No insurer may engage in unfair claim settlement practices. Unfair claim settlement practices means committing or performing any of the following:

  (1) misrepresenting to claimants pertinent facts or policy provisions relating to coverages at issue;

  (2) failing to acknowledge with reasonable promptness pertinent communications with respect to claims arising under its policies, provided that "pertinent communications" will exclude written communications that are direct responses to specific inquiries made by the insurer after initial report of a claim. An acknowledgment within 15 business days is presumed to be reasonably prompt;

  (3) failing to adopt and implement reasonable standards for prompt investigation of claims arising under its policies;

  (4) not attempting in good faith to effectuate prompt, fair, and equitable settlements of claims submitted in which liability has become reasonably clear;

  (5) compelling policyholders to institute suits to recover amounts due under its policies by offering substantially less than the amounts ultimately recovered in suits brought by them;

  (6) failure of any insurer to maintain, in substantial compliance with §21.2504 of this title (relating to Complaint Record; Required Elements; Explanation and Instructions), a complete record of all complaints, as that term is defined in §21.202(4) of this title (relating to Definitions), which it has received during the preceding three years or since the date of its most recent financial examination by the Commissioner of Insurance, whichever time is shorter.
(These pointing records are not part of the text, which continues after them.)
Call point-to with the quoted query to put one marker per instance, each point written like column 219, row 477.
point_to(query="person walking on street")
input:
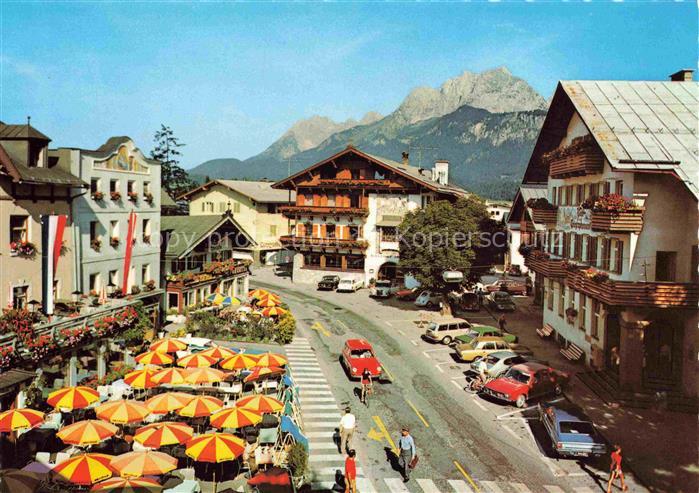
column 406, row 451
column 351, row 472
column 366, row 385
column 347, row 424
column 615, row 470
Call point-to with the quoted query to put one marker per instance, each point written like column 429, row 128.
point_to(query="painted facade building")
column 616, row 258
column 121, row 181
column 202, row 255
column 347, row 211
column 255, row 205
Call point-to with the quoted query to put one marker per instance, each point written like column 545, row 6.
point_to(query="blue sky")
column 231, row 78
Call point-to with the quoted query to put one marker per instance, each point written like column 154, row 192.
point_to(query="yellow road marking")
column 385, row 433
column 468, row 478
column 424, row 421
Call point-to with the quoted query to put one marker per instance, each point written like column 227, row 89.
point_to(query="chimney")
column 440, row 172
column 684, row 75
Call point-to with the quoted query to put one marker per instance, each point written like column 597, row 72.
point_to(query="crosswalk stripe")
column 460, row 486
column 396, row 485
column 491, row 487
column 428, row 486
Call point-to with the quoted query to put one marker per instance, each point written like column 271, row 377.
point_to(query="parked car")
column 446, row 330
column 329, row 283
column 571, row 432
column 407, row 294
column 383, row 289
column 479, row 347
column 485, row 330
column 427, row 299
column 358, row 354
column 349, row 285
column 500, row 301
column 499, row 362
column 526, row 381
column 511, row 286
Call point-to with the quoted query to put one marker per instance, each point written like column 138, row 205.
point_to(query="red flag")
column 129, row 246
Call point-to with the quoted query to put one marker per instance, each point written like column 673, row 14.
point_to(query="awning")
column 389, row 220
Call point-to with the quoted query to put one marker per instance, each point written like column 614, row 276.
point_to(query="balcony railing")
column 308, row 210
column 310, row 241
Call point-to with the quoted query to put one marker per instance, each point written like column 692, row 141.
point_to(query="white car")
column 349, row 285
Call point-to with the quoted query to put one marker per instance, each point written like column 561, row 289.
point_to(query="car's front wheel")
column 521, row 401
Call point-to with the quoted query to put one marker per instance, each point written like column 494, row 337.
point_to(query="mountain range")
column 485, row 124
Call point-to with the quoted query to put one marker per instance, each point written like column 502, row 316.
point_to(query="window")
column 95, row 282
column 582, row 312
column 19, row 229
column 20, row 296
column 665, row 266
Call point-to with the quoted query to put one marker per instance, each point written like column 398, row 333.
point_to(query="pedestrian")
column 366, row 385
column 615, row 470
column 351, row 472
column 406, row 453
column 347, row 424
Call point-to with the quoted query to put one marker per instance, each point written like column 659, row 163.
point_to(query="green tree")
column 173, row 178
column 448, row 236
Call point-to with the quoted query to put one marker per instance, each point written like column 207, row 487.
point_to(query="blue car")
column 572, row 434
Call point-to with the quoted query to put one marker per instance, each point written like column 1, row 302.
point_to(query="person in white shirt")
column 347, row 424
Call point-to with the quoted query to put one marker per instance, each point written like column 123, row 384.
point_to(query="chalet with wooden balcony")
column 614, row 244
column 348, row 209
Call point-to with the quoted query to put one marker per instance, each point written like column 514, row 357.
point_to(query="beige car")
column 480, row 346
column 446, row 330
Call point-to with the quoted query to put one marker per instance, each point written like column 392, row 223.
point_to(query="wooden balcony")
column 301, row 242
column 309, row 210
column 620, row 222
column 640, row 294
column 542, row 263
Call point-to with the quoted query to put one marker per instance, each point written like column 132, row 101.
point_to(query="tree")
column 173, row 178
column 448, row 236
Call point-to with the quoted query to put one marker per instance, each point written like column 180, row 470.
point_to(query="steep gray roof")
column 643, row 125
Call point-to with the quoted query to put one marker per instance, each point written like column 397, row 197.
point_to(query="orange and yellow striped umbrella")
column 273, row 311
column 87, row 432
column 271, row 359
column 154, row 358
column 146, row 463
column 204, row 375
column 259, row 372
column 85, row 469
column 197, row 360
column 168, row 345
column 173, row 376
column 20, row 419
column 260, row 403
column 122, row 412
column 201, row 405
column 219, row 352
column 168, row 402
column 73, row 397
column 257, row 293
column 141, row 379
column 269, row 300
column 158, row 435
column 215, row 447
column 128, row 485
column 239, row 362
column 235, row 417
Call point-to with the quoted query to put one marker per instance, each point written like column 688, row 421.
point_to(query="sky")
column 230, row 78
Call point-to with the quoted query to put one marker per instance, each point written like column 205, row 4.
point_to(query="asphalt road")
column 465, row 443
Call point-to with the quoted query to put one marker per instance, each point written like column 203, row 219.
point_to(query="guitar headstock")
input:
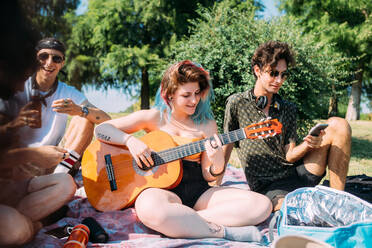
column 263, row 129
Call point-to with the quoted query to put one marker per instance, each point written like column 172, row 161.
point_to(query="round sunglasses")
column 55, row 58
column 275, row 74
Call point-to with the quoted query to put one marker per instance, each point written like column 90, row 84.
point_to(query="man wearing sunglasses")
column 58, row 101
column 275, row 166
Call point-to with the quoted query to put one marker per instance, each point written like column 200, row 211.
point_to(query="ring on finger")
column 214, row 145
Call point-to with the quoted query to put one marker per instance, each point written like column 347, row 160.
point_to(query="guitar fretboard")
column 182, row 151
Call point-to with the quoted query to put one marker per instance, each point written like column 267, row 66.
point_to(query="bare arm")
column 26, row 117
column 44, row 156
column 68, row 106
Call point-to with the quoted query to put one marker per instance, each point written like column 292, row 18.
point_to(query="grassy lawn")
column 361, row 150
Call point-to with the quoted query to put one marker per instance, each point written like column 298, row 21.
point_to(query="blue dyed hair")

For purposes of this section, "substantial compliance" has the meaning set out in §21.2503 of this title (relating to Compliance Standard);

  (7) failing to provide promptly, when provided for in the policy, claim forms when the insurer requires such forms as a prerequisite for a claim settlement;

  (8) not attempting in good faith to promptly settle claims where liability has become reasonably clear under one portion of the policy in order to influence settlement under other portions of the policy coverage. (This provision does not apply to those situations where payment under one portion of coverage constitutes evidence of liability under another portion of coverage.);

  (9) failing to promptly provide to a policyholder a reasonable explanation of the basis in the insurance policy in relation to the facts or applicable law for denial of a claim or for the offer of a compromise settlement;

  (10) failing to affirm or deny coverage of a claim to a policyholder within a reasonable time. The reasonable submission of a reservation of rights letter by an insurer to a policyholder within a reasonable time is deemed compliance with the provisions of this paragraph;

  (11) except as may be specifically provided in the policy, to refuse, fail, or unreasonably delay offer of settlement under applicable first-party coverage on the basis that other coverage may be available or third parties are responsible in law for damages suffered;

  (12) attempting to settle a claim for less than the amount to which a reasonable person would have believed she/he was entitled by reference to an advertisement, as described in §21.102 of this title (relating to Scope), made by an insurer or person acting on behalf of an insurer;

  (13) undertaking to enforce a full and final release from a policyholder when, in fact, only a partial payment has been made. (This provision will not prevent or have application to the compromise settlement of doubtful or disputed claims.);

  (14) failing to establish a policy and proper controls to make certain that agents calculate and deliver to policyholders or their assignees funds due under policy provisions relative to cancellation of coverage within a reasonable time after such coverages are terminated;

  (15) refusing to pay claims without conducting a reasonable investigation based upon all available information;

  (16) failing to respond promptly to a request by a claimant for personal contact about or review of the claim;

  (17) with respect to the Texas personal auto policy, delaying or refusing settlement of a claim solely because there is other insurance of a different type available to satisfy partially or entirely the loss forming the basis of that claim. The claimant who has a right to recover from either or both insurers is entitled to choose under which coverage and in what order payment is to be made;

  (18) a violation of Insurance Code Chapter 542, Subchapter B, by an insurer subject to its provisions; or

  (19) requiring a claimant, as a condition of settling a claim, to produce the claimant's federal income tax returns for examination or investigation by the insurer unless the claimant is ordered to produce those tax returns by a court of competent jurisdiction, the claim involves a fire loss, or the claim involves a loss of profits or income.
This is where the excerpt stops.